Hoe kijkt u terug op de kwalificatie van Engeland voor het WK ?

“We boekten twee onprettige resultaten : zowel vanuit ons eigen standpunt als vanuit de reacties van de pers. Het eerste was het gelijkspel tegen Oostenrijk. En het tweede was veel erger : de nederlaag tegen Noord-Ierland in Belfast. De uitschuiver tegen Oostenrijk konden we vlug herstellen. De volgende woensdag klopten we Polen. Na het verlies tegen Noord-Ierland moesten we een maand wachten op onze volgende wedstrijd.”

U moest toen zelf heel veel kritiek slikken.

“Ja, de pers hield toen even niet van Sven. In het voetbal gebeuren zulke ongevallen nu eenmaal. En je kon ook met een beschuldigende vinger naar mij wijzen, want in de periode dat we speelden tegen Denemarken, Wales en Noord-Ierland, waren veel spelers uit conditie. Maar dat is nu allemaal geschiedenis. Laten we liever vooruit kijken.”

Of ver achteruit : wat is uw eigen WK-geschiedenis ?

“Die begint met de wereldbeker in Zweden in 1958. Ik was 10 jaar en ik was al een supporter van AC Milan. Drie van onze Zweedse voetballers speelden daar toen : Gunnar Nordahl, Gunnar Gren en Nils Liedholm. Men noemde ze : the Grenoli Trio. Ik herinner me dat ik op jonge leeftijd een boek heb gelezen dat Nordahl had geschreven. De titel luidde Goud en groene voetbalvelden. Het boek ging over die periode bij Milan. Voor elke Zweedse jongen was het toen de ultieme droom om in Italië te gaan voetballen.

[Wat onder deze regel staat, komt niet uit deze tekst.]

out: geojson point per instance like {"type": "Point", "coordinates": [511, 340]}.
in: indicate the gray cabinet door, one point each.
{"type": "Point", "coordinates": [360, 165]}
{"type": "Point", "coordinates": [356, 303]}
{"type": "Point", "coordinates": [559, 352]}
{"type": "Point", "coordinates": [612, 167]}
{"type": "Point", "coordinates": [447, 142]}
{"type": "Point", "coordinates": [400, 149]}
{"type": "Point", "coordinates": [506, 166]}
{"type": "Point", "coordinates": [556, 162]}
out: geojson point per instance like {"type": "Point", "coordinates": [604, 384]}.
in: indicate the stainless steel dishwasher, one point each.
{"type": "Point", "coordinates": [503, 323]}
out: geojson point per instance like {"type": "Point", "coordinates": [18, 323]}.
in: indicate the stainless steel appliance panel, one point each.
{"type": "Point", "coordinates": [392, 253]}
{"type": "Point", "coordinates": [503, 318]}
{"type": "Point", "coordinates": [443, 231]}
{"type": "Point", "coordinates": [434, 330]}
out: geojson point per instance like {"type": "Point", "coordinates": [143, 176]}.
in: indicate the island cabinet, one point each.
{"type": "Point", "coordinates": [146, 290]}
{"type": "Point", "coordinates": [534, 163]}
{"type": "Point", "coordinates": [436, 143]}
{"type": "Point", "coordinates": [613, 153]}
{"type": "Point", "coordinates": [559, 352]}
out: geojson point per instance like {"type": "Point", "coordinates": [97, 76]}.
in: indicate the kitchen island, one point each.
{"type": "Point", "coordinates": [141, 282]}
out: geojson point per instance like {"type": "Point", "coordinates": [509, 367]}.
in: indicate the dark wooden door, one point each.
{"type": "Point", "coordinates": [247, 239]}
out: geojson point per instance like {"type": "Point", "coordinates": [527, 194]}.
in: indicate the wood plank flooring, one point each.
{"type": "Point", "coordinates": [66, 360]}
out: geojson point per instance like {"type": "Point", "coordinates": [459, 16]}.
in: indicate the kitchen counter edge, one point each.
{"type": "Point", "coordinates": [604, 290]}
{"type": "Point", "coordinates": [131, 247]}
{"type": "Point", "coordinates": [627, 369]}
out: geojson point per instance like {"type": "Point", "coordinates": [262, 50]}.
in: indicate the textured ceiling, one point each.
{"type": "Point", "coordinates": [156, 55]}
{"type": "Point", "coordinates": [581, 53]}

“Ik weet nog : we hadden thuis geen televisie en mijn vader en ik trokken naar de buren om de finale van het WK 1958 te bekijken. In zwart-wit natuurlijk. Maar het was fantastisch : zeven doelpunten en Brazilië dat won met 5-2.”

Altijd maar Brazilië, nietwaar ? Ook nu weer.

“Absoluut. Op papier is Brazilië de topfavoriet, ik denk dat alle trainers ter wereld daarmee akkoord kunnen gaan.”

Tegen welke ploeg zou u liefst de finale van het WK spelen ?

“Dat heeft geen belang. Als we in de finale raken, maakt het niet uit tegen wie we moeten spelen. Tegen om het even welke tegenstander zullen we er klaar voor zijn.”

Om de cirkel van dit gesprek rond te maken : wat gaat u doen na het WK ?

“Er zullen veel geruchten de ronde doen, dat is zeker. Telkens als een club in sportieve moeilijkheden verzeilt, zal mijn naam opduiken. Zélf zal ik niet luisteren naar andere clubs en andere federaties zolang ik voor Engeland aan het werk ben. Het enige dat ik weet, is dat ik nog niet met pensioen wil gaan.”